ENQUIRER: UK citizen, residing Manchester, UK

APPLICANT: Indian citizen, residing Mumbai, India. (Left Job in Feb 2013)

I have known my partner since 2008 when we met through business. We became friends and remained in contact by email, social media, etc. Since January 2013 we have started a relationship and wish to live together in the UK. I have left my wife and have started legal separation.

PARTNER VISA: From reading UKBA information it appears that we cannot apply for a Partner Visa because we have to demonstrate living together for 2 years. (How can you do that with visa restrictions?)

WORK VISA: She is a Software Consultant, specializing in the Lawson M3 ERP product. She has the necessary technical certification in this area. She would be prepared to work as a freelance consultant in the UK. She would also be prepared to work as a UK employee, but has no job offer. Is there a Work Visa which she could apply under?

TOURIST VISA: The remaining option appears to be a Tourist Visa, but this is limited to 6 months before having to return and re-apply.

Please can you advise on which type of visa she can use in order to gain access to the UK. Are there any alternatives to the above?


----------



## AmyD (Jan 12, 2013)

You really should not put such personal info on a public website. Your girlfriend can't come to the UK on a "girlfriend" visa. You either have to marry her or she has to get a work visa in her own right, which are desperately hard to come by right now.


----------



## Crawford (Jan 23, 2011)

swatiyardi said:


> UK VISA INQUIRY
> 
> ENQUIRER: UK citizen, residing Manchester, UK
> 
> ...



You also could not apply for a partner visa since you are still married - in fact, you have only startd legal separation procedures according to you post. 

You need to be divorced before even a partner visa can be applied for.

At the moment there is only a tourist visa eligible for your girlfriend.


----------



## swatiyardi (Apr 1, 2013)

Hi, 

Thanks for the Reply. Amy, I am new to this forum and when i posted it i realized i should not add all these personal details. And since then i am trying to edit the thread details but not sure how to do that?_[Done - Mod]_
Any idea how to edit this information in thread? 

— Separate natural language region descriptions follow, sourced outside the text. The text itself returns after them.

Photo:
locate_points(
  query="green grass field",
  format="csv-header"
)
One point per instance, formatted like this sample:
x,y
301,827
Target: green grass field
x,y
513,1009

Also need one more help on this - 
1) since now only tourist visa is option? can we apply as a general visitor (visiting friends?) for 6 months? and also if my girl friend travel here for 2 years like this? (6 months in India & 6 months in UK) will this period be considered as genuine relations for applying unmarried partner later? 

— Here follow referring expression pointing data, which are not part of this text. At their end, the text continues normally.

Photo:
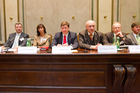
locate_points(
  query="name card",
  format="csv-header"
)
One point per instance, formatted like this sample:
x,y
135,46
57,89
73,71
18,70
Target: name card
x,y
134,48
61,49
107,49
0,49
27,50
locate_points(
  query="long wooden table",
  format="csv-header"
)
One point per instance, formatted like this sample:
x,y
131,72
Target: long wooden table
x,y
82,72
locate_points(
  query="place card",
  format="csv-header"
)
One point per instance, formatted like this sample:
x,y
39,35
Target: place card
x,y
107,49
134,48
61,49
27,50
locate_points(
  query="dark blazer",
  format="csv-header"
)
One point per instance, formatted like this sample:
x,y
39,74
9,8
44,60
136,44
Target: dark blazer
x,y
72,39
110,35
86,42
131,40
22,40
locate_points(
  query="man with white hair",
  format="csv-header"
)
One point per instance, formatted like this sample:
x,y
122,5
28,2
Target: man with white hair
x,y
116,32
90,38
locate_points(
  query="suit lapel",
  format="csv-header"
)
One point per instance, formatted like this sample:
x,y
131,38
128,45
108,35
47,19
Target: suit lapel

2) my GF is not doing job now so will she get tourist visa easily? she has visited UK once in 2008 for 3 months on business visa. but since now she wont be having employment letter to come back, 
she do have property mortgage having home loan for her own property. what documents will be helpful to show to border agency to prove that she will return back India after 6 months? 

kindly help on this. your valuable advice really helpful for both of us. 
Thanks!


----------



## WestCoastCanadianGirl (Mar 17, 2012)

1) no, that arrangement won't work for unmarried partner visa. You and Miss India must be living together at the same address and have documented proof of this (tenancy contract, utility bills, Council Tax or similar) in order for the ECO to consider your application. 

2) sadly, because India is a higher risk country (than say Australia or Canada), it doesn't look like Miss India's chances for visitor visas are very good given that she isn't working. This isn't to say that she _won't_ be approved for a visa, but she'll have to work extra hard to prove that she won't be an overstayer and will actually leave when she says she will. Having a job to come back to in India would go a long way to helping her plead her case.


----------